Elsewhere, the business managed to retain 75% of the large contracts expiring in the 2023 calendar year, also adding new contracts for Sydney Metro, Sydney Metro Martin Place and Woollahra Council, worth a collective $30 million in annualised revenue from mid 2024.

“We delivered a solid result which highlights the financial discipline and operational improvements that are positioning oOh! to capitalise on the continued growth of Out of Home which remains the fastest growing media segment,” said chief executive officer, Cathy O’Connor.

“The Group is developing innovative new revenue streams while remaining disciplined on our approach to renewing existing contracts or winning new contracts.
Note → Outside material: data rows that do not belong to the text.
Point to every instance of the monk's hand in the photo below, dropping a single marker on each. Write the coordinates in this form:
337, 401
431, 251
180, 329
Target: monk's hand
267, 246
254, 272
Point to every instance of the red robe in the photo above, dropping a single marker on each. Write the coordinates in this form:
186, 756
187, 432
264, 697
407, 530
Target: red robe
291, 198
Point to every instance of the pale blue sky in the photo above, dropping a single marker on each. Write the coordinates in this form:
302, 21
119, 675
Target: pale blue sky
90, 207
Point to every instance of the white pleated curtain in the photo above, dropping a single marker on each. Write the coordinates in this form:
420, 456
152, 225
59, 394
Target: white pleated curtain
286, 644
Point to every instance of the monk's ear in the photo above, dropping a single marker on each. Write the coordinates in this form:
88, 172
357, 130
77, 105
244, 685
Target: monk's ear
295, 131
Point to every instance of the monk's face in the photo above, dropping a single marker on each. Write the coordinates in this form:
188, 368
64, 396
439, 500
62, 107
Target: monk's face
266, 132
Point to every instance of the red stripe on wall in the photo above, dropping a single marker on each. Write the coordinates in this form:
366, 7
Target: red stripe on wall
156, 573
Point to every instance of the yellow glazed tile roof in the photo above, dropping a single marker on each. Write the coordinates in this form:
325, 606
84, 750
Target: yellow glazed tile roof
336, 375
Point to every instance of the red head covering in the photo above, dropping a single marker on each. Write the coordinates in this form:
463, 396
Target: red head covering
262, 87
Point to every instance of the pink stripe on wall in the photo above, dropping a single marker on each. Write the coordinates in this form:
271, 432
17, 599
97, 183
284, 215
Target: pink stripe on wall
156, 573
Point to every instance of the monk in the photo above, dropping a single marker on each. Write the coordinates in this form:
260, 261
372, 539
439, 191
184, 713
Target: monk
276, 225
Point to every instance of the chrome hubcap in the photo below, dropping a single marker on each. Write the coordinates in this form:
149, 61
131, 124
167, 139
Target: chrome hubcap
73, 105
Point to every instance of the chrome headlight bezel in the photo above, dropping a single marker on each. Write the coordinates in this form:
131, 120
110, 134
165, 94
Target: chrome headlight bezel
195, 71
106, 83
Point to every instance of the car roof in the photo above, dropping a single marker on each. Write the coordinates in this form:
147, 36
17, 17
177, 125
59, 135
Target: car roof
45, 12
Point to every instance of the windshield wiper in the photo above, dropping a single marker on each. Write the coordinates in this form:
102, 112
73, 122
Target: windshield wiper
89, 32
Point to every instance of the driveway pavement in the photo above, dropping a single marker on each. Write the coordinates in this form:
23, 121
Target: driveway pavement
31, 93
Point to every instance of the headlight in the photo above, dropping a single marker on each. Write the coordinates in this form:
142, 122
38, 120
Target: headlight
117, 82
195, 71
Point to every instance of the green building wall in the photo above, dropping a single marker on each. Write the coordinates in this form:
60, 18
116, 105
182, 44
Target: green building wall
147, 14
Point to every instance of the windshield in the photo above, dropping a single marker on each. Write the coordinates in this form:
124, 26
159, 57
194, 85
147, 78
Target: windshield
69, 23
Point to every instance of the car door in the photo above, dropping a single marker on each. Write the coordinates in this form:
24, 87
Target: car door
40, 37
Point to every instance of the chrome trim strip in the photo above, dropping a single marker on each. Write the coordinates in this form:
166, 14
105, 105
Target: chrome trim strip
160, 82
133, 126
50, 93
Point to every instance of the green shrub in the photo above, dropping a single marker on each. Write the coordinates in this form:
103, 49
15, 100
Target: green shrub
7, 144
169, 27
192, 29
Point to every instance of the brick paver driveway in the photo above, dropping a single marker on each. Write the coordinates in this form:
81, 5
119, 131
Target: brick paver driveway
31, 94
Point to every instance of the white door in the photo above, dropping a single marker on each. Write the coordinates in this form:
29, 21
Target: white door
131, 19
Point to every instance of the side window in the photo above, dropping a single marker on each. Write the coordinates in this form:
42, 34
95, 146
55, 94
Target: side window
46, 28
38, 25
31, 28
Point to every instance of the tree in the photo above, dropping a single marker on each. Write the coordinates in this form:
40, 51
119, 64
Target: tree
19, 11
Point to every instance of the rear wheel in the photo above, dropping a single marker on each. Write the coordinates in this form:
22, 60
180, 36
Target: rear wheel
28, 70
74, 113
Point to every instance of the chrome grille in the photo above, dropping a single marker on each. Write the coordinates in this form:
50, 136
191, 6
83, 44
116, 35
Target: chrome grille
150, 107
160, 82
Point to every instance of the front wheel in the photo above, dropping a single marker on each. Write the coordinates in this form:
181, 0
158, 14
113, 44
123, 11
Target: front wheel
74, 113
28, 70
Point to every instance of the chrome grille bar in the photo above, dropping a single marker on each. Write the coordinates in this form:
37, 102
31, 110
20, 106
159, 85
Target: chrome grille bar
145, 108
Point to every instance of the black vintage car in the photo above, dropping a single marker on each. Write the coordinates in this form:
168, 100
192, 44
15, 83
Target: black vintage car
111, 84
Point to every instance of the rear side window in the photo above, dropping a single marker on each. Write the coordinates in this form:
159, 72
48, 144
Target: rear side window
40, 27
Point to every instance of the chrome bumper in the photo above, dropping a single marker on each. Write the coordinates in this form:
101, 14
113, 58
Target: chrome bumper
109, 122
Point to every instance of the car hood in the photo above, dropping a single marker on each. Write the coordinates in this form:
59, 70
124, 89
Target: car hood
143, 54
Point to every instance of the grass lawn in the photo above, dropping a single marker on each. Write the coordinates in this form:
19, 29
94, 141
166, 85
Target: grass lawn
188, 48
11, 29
This is expected to strongly position oOh! to retain market leadership and build revenue in a rapidly evolving sector.

“Our focus remains on leveraging the structural growth opportunities in Out of Home to build profitable market share, while also diversifying into new adjacent revenue streams to deliver long-term sustainable earnings growth.”

The results come after what has been a strong year for the out of home sector more broadly, with the Outdoor Media Alliance (OMA) reporting that Out of Home grew 12% for 2023, or 8% after adjusting for City of Sydney.

The latest Standard Media Index (SMI) figures also put outdoor as the fastest growing channel in Australia, in terms of advertising spend, up 15.1% year on year.

“Outdoor media’s recovery from the COVID era has been quite extraordinary with growth continuing to accelerate each year since the pandemic with this year’s revenues now 70% higher than the COVID-hit year of CY2020 but also 43.3% above the CY2021 total even though the media had already reported a strong recovery that year,’’ Guideline SMI APAC managing director Jane Ractcliffe noted in January.

Looking to 2024, oOh!media said it expected that OOH will continue its structural growth, taking revenue share from other media sectors.

The company sits at a market capitalisation of $859.47 million and a share price of $1.60 and as of February 16.